Mindfulness and its practice is becoming popular with organisations as they focus more on the well-being of their staff. Mindfulness enables people to be more in the present and work with more discipline and focus.
The way we function in contemporary organisations is not working because employees are more stressed, anxious, burned out and disengaged than ever before. The United Nations International Labour Organisation reports that work-related stress is a major epidemic worldwide with 40 to 60 percent of workers in industrialised economies experiencing moderate to high stress at work.
- Employees continue to struggle to find ways to work in contemporary always-on, global, high-stress, high-velocity work environments
- Globally, we know that 85 percent of employees worldwide are not engaged or are actively disengaged in their job
- (Measured as the degree to which employees feel rationally and emotionally committed to their work and/or organisation)

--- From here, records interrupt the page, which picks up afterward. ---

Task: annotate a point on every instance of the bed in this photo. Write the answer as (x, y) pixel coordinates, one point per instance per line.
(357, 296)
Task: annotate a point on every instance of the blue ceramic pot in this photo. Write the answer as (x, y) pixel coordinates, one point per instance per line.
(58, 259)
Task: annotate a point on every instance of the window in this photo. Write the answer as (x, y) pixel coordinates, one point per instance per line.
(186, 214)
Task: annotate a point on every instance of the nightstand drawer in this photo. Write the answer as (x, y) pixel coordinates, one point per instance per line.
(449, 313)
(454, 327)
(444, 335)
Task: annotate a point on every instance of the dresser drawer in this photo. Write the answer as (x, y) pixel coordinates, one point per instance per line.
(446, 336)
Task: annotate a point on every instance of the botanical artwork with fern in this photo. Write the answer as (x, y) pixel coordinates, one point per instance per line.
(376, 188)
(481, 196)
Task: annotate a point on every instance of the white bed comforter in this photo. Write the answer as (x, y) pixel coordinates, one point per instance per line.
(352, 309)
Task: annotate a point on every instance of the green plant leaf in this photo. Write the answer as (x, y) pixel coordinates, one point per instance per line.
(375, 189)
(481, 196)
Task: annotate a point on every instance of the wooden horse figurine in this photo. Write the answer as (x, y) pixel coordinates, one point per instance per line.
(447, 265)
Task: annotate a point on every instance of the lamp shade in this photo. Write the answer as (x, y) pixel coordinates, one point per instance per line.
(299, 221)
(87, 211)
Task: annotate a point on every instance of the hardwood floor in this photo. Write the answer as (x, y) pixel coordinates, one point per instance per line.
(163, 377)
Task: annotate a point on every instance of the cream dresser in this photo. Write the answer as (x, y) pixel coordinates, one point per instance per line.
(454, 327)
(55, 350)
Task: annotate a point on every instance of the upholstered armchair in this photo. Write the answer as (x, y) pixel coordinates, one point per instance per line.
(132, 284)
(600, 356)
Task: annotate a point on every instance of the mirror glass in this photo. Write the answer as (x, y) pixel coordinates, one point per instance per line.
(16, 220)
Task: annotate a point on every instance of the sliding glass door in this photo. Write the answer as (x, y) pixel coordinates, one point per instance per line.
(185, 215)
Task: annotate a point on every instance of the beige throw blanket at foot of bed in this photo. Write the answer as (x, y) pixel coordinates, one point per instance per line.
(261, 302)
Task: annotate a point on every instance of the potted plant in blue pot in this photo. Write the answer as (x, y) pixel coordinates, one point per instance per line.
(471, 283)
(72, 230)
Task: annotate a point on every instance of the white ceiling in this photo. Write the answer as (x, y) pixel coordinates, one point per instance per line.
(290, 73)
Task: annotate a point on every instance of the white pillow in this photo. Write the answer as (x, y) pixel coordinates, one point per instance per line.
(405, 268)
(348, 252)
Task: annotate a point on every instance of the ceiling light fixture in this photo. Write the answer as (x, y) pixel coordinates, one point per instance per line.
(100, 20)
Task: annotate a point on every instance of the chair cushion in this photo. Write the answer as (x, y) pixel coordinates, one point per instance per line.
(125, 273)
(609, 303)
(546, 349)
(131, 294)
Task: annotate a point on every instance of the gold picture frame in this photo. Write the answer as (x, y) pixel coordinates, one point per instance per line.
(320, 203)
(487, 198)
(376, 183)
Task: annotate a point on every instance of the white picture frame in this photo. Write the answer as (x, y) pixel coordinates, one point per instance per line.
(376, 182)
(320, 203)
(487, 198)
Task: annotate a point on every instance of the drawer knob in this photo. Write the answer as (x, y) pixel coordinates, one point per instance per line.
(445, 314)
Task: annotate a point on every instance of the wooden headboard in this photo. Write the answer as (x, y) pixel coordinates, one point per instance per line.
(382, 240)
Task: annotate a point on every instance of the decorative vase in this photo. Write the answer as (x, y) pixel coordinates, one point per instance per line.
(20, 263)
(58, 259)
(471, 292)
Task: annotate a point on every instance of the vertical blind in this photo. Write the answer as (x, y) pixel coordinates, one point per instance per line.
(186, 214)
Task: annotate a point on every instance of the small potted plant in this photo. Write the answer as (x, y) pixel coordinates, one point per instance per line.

One positive development that offsets this trend is the growing emphasis on mindfulness and in particular, mindfulness stress reduction programmes.
While the challenges to create a truly thriving workplace can be high, there has been measurable impact through the introduction of mindfulness. We know that thriving workplaces have tangible benefits. For example, organisations that prioritise sustainable employee engagement outperform organisations with low engagement by a factor of 3x, according to global HR consultancy Towers Watson; companies on the FTSE 100 that prioritise employee well-being and engagement outperform competitors by 10 percent, according to the Workwell study conducted by the FTSE; and such companies as SAP, the German enterprise software company, save hundreds of millions in operating profit by investing in employee well-being and engagement. It clearly makes good business sense to address and invest against the deterrents of a healthy workplace.